Let's start with what we know, now that all 30 teams have played at least 60 games: Atlanta will cruise to the East's No. 1 seed, Golden State looks poised to take the top spot in the West, and 11 other teams (Memphis, Houston, Portland, Clippers, Dallas, San Antonio, Cleveland, Toronto, Chicago, Washington and Milwaukee) will join them in the playoffs barring a crazy collapse, leaving three unclaimed postseason berths.
Golliver suggests those last three berths may be up for grabs for a long time since several teams remain in the mix.
He says the Cleveland Cavaliers are surging and the Toronto Raptors are swooning and then he lists the teams surging and swooning according to how their offense and defense are playing.
The teams surging are the Houston Rockets (offense) and the Utah Jazz (a salute to Rudy Gobert and how he's improved their defense, not their playoff chances).

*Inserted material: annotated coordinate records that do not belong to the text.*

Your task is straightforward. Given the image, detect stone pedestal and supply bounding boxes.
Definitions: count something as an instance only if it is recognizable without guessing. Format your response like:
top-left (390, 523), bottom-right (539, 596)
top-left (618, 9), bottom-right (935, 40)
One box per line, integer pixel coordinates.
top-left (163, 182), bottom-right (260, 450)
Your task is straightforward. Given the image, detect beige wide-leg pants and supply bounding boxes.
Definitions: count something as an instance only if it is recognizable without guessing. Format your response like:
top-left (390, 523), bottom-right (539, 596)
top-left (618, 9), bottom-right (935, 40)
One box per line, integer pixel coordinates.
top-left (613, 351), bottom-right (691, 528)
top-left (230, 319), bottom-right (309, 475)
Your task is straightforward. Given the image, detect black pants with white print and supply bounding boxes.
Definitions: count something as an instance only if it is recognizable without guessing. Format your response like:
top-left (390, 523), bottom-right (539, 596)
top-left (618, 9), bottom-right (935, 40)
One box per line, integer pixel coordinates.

The swooning teams are the Dallas Mavericks (offense) and Portland Trail Blazers (defense).
On the surface, Portland looks like a team that has a claim to be in the contender discussion. The Blazers have a top-five record in the league, they possess two All-Stars, they rank in the top 10 on both sides of the ball for the season, and they are coming off a playoff series victory.
Look a bit deeper, though, and hesitation is warranted. For the second straight year, Portland raced out to a strong start, only to fall off that pace as the season progressed: a 22-6 start gave way to a humbling 10-10 stretch. Injuries to big men Robin Lopez and Joel Freeland factored into the hiccups, as did a more difficult schedule.

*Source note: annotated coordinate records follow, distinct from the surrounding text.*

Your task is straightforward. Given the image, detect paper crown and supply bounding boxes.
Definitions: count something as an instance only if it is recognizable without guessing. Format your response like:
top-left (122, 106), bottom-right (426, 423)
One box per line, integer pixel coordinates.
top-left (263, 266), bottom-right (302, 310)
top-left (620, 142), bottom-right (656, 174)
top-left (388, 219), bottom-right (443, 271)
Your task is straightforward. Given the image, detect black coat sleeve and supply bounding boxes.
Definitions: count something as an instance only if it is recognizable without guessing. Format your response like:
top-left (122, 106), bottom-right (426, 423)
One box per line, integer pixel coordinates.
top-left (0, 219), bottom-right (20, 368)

The regression has been very real on the defensive end. Before Jan. 1, Portland ranked third overall in defensive rating. Since Jan. 1, Portland ranks 13th, which is only marginally better than where they finished last season. In terms of the biggest swooners—those teams whose defensive rating has fallen by the most since Jan. 1—Portland ranks third.
Golliver's biggest concern for the Trail Blazers is the loss of Wesley Matthews and what it does to their bold trade deadline move of acquiring Arron Afflalo to bolster the bench. Having Afflalo start for them trashes that plan.
Unfortunately, it looks like the injury to Matthews will raise the same old questions—depth, defense—that have plagued the Blazers in recent years. LaMarcus Aldridge and Damian Lillard are fully capable of delivering a series victory, but Portland's recent slippage defensively coupled with the loss of Matthews makes it harder to envision the Blazers taking the next step by reaching their first conference finals since 2000. Blazermaniacs might want to cross their fingers and hope for the Mavericks under the assumption that Dallas' offensive fall-off will be more crippling than Portland's recent defensive shortcomings.
Are you concerned about a possible season-ending swoon?